Benjamin Recht, Rebecca Roelofs, Ludwig Schmit, Vaishaal Shankar. Do CIFAR-10 Classifiers Generalize to CIFAR-10?. 2018.
- To understand overfitting, authors augmented CIFAR-10 with new (but similar) data.
- Large drop in accuracy from lots of deep learning models, but models with higher accuracy have smaller drop
- Evidence that current accuracy numbers are brittle.
One of the original AI datasets, CIFAR-10 has images from 10 classes (e.g. dog) and multiple correponding keywords. CIFAR-10 was drawn from a larger dataset called Tiny Images. In collecting new images and labelling from Tiny Images, authors ensured that the keyword distribution was roughly similar with a bias on more common keywords.
Authors tested over 20 deep learning models spanning conventional (VGG, ResNet) to state-of-art (Shake-Drop) using publically available code. All models see a drop in accuracy (e.g. VGG saw 8% drop).
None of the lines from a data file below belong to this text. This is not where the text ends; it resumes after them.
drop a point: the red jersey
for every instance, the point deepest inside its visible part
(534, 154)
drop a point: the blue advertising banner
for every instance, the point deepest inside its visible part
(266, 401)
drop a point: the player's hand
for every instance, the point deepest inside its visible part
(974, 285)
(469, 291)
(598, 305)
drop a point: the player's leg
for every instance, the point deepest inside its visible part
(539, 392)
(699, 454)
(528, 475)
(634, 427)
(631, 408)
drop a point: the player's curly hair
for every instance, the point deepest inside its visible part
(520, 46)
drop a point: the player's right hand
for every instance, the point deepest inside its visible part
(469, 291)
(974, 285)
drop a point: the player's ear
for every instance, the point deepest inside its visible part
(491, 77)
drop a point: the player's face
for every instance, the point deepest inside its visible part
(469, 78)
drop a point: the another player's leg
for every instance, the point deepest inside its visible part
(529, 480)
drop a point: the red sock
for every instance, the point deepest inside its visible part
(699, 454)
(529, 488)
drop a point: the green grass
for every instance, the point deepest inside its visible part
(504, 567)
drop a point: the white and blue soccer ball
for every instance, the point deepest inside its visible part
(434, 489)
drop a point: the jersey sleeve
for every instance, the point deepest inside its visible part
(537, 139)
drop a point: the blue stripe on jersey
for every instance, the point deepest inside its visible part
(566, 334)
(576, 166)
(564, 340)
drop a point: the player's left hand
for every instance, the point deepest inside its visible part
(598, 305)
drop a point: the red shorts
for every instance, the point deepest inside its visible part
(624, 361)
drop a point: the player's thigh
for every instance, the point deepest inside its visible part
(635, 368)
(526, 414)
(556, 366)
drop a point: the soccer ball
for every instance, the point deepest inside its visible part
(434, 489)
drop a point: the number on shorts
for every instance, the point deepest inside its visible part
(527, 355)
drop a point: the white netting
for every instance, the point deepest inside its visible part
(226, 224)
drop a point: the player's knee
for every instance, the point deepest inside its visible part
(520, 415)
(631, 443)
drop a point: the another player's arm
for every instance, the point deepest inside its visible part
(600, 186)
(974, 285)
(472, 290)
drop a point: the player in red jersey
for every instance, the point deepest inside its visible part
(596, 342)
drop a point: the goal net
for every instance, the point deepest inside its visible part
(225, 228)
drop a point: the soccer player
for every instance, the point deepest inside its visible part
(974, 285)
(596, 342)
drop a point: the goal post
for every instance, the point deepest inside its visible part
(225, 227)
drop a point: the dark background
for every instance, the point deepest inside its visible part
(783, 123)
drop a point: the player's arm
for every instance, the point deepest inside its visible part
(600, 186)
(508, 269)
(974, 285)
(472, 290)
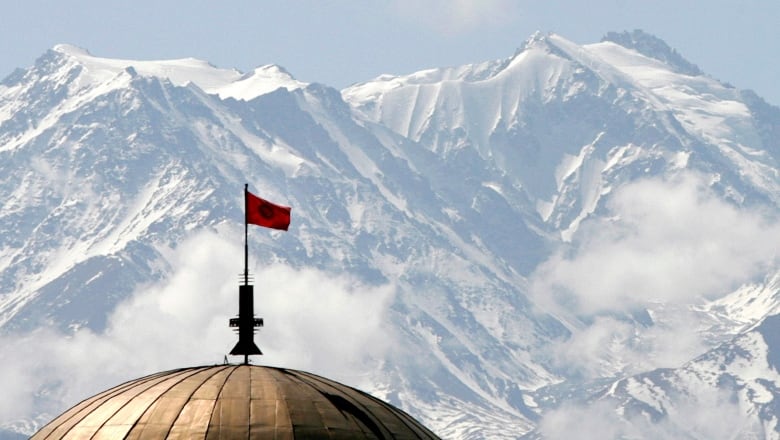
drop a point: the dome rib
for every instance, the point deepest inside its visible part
(91, 404)
(164, 404)
(233, 402)
(127, 415)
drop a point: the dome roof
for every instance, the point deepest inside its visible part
(233, 401)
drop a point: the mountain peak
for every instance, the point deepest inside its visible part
(651, 46)
(69, 49)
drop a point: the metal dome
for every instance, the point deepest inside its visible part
(232, 402)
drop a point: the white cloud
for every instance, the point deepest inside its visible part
(697, 414)
(328, 325)
(664, 240)
(610, 347)
(458, 16)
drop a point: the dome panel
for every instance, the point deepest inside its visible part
(233, 401)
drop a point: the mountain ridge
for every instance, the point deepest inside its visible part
(467, 192)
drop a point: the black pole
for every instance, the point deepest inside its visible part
(246, 234)
(246, 321)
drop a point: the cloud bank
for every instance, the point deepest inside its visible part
(662, 240)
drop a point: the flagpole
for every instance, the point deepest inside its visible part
(246, 235)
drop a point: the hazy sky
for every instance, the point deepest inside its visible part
(339, 42)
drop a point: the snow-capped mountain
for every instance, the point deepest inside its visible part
(547, 225)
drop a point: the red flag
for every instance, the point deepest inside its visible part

The original CIFAR-10 dataset had near duplicates which may allow models to overfit and see test accuracy still remain high. This would only explain at most 1% difference. Another possible explanation is that hyperparameter tuning may have overfit to CIFAR-10. Even with hyperparameter tuning, the results still hold and no settings can be found to produce significantly higher accuracy.
The implication seems to be that years of CIFAR-10 training and testing have overfit to the CIFAR-10 test data.
Certainly other common datasets (ImageNET, MIMIC-III) could be augmented and examined against existing algorithms. More broadly, we want to ensure that our models are not overfitting and are truly robust.